Texte de l’homélie
Frères et sœurs bien-aimés,
Qu’est-ce que c’est qu’un deuil ? Un deuil, c’est la fin d’une relation. La fin des échanges, la fin d’une amitié ou d’un amour, des regards qui ne se croiseront plus, des tendresses, des embrassades qui ne seront plus au rendez-vous.
Un deuil, c’est la fin d’une relation.
Et quand Jésus arrive au milieu des disciples, des apôtres, ils sont dans un état de deuil. Ils croient que cette relation privilégiée qu’ils ont eue durant tant d’années avec le Seigneur ne sera plus.
La Pâque, qu’est-ce que c’est ? C’est la restauration d’une relation. Alors vous me direz : comment faire pour restaurer la relation avec un être défunt ? Eh oui, et c’est la Pâque du Seigneur précisément parce que par sa descente aux enfers, le Seigneur est venu ramener vers la vie éternelle tous ceux qui depuis Adam attendaient un salut.

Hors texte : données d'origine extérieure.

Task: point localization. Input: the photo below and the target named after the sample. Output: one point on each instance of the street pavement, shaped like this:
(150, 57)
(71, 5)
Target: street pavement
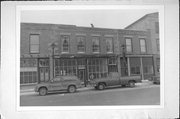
(140, 95)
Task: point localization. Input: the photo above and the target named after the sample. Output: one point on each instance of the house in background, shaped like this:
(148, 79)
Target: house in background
(150, 22)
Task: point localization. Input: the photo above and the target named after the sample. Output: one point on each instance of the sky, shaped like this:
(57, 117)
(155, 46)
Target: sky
(117, 19)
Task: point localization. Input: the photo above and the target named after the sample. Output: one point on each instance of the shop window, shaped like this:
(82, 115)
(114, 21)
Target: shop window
(65, 43)
(135, 70)
(147, 65)
(43, 62)
(95, 44)
(124, 67)
(81, 44)
(143, 45)
(157, 27)
(158, 65)
(109, 45)
(148, 69)
(112, 65)
(128, 44)
(135, 65)
(157, 45)
(97, 68)
(65, 67)
(28, 77)
(34, 43)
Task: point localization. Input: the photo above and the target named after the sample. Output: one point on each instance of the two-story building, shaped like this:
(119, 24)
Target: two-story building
(50, 50)
(150, 22)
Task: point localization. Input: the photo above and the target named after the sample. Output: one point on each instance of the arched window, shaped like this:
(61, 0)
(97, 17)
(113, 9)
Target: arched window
(109, 45)
(65, 43)
(81, 44)
(96, 46)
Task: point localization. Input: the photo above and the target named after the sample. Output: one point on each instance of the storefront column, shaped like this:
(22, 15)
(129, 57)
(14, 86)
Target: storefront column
(128, 63)
(142, 71)
(119, 65)
(51, 67)
(155, 65)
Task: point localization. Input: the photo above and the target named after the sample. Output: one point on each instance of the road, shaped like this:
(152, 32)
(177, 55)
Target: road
(149, 95)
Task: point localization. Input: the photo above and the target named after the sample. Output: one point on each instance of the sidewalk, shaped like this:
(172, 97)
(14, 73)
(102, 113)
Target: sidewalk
(30, 88)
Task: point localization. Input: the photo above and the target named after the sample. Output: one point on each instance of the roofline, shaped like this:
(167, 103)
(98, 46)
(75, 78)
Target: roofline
(83, 27)
(139, 20)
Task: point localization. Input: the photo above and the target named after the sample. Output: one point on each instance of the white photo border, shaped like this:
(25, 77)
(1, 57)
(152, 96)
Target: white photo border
(20, 8)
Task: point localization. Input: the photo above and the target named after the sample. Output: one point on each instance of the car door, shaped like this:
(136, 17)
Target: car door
(56, 84)
(113, 80)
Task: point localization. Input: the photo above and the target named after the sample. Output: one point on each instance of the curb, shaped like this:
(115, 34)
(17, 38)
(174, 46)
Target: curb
(90, 88)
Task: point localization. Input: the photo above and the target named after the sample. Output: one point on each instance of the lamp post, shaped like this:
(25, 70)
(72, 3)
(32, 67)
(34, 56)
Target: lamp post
(52, 46)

Le fait que la Pâque du Seigneur soit au cœur de notre foi, c’est aussi l’invitation à avoir un contact avec nos défunts. C’est une miséricorde que de pouvoir aussi prier pour nos défunts, invoquer leurs prières, invoquer leurs suffrages, invoquer leurs différentes intentions, etc. Oui, c’est une miséricorde parce qu’auparavant, avant la Pâque du Christ, on ne pouvait pas prier pour les défunts.
Vous savez dans la tradition juive - et c’est encore le cas - il n’y a pas de lien avec les défunts sont dans le Shéol ou l’Hadès, le monde des morts, mais il n’y a pas de lien avec eux.
Et donc je me dis, la première miséricorde qui nous est faite, puisque nous fêtons le dimanche de la Miséricorde, c’est aussi de nous rappeler que nous pouvons avoir, vivre ce qu’on appelle la communion des saints, être en lien avec nos chers défunts, les prier, invoquer aussi leurs prières. Et puis, particulièrement, nos frères défunts qui sont au purgatoire, qui attendent d’être dans la pleine lumière du Christ, c’est la Pâque du Christ qui va les amener dans cette pleine lumière. C’est grâce à cette Pâque que les portes étaient alors fermées, comme une voie sans issue - parce que le deuil peut apparaître comme une voie sans issue – sont maintenant comme un nouveau chemin ouvert.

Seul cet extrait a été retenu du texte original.